Once you locate your property you wish to purchase and have a successful offer, it’s time to begin the formal application process. If you were not pre-approved, at this stage you will need to provide more detailed documentation to your lender, including assembling your financial records. Mortgage loan qualification guidelines typically differ depending on the loan program and the lender. The costs of your transaction may vary depending on the loan program you select with your lender, and any changes you decide upon during the loan process. The type of loan you choose is a very important aspect of the loan process, and one you should completely understand before making any kind of commitment. Once the lender receives all this information, they will verify them and start the decision making process. The appraisal is ordered and is done during the same time that the processor is verifying information. Whether it’s during the pre-approval stage or during the approval process itself, the essential question the lender’s underwriters are asking is “How good of a long term risk is the borrower?”

Approval

The loan processing (approval) stage is typically the longest in the process. During this step there isn’t really much you can do but wait. Again, be aware that any material changes in your financial situation can impact this stage, so before you do anything that could have an affect, make sure you discuss it with your lender. When the underwriter is satisfied, the borrower will receive an approval and be cleared to close.

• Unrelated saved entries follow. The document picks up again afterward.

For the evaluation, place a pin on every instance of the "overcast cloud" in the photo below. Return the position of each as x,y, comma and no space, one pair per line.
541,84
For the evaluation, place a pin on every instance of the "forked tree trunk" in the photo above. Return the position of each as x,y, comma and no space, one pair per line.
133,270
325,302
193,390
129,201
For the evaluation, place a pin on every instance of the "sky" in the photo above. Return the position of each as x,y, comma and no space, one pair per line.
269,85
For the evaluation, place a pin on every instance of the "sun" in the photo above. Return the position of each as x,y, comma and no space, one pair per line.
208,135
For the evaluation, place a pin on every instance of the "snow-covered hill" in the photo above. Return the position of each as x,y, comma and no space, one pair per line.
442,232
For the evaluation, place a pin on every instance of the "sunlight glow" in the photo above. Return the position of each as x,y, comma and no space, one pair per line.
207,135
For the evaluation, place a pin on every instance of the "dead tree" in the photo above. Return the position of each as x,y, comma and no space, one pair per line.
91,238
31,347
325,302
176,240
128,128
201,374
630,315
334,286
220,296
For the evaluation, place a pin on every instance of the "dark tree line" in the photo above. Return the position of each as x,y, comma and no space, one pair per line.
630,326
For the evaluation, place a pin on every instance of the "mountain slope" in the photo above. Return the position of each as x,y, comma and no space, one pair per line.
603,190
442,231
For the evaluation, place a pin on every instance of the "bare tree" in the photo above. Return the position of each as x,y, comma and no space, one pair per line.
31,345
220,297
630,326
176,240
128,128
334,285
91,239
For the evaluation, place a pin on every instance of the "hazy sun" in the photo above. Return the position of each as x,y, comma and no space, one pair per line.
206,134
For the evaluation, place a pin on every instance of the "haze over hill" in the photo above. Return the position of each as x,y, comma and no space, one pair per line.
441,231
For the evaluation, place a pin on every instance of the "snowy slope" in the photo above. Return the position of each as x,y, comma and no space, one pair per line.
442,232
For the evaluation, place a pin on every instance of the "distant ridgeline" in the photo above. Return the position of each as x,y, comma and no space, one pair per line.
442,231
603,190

As well as your home loan costs, there are other fees and charges associated with buying a property you need to consider, such as loan origination or underwriting fees, broker fees, transaction, settlement, and third party costs. Costs associated with property surveys and searches may be required. Make sure you look into the closing costs and other costs in detail. It is very important that each client fully understands all of the costs associated with their mortgage loan. Be aware that other fees and costs vary by program and by lender, so when you are shopping for a loan, make sure to get all of the associated costs so you can make a proper comparison.

Closing

The final step in the mortgage process is the closing meeting. You should have a good understanding of what is involved in the closing process, because there are a number of things that you can do to make sure that it goes smoothly and on time. The closing is a meeting, most often at the title insurance company, where the lender, homebuyer and seller meet to complete the sale and mortgage process. Closing costs may vary among companies and also throughout the nation because of differing local laws and customs.

A couple of fees to be aware of:

  • Origination fee: This is the fee charged by a lender for processing a loan.
  • Loan origination fee: Lenders charge these fees for processing of the mortgage agreement and other paperwork.

As with all the fees, rates, and points involved in a mortgage transaction, don’t shy away from negotiating these down or even out of the agreement. Keep in mind that knowing the process and having knowledge of the competitive marketplace enables you to be a more successful negotiator.

Parting Thoughts

With all of the finance programs available to the consumer, from conventional, adjustable rate mortgage and interest only, having an experienced mortgage professional on your side will help you achieve your goal of buying a home and should save you money in the process. Certainly your interest rate is important, but getting the right mortgage, receiving the true costs of the transaction, and getting sound counsel can be far more valuable than a fraction of a percentage difference in your rate. Improving your expertise and knowledge before you start will help the whole loan process be a smooth and relatively painless one.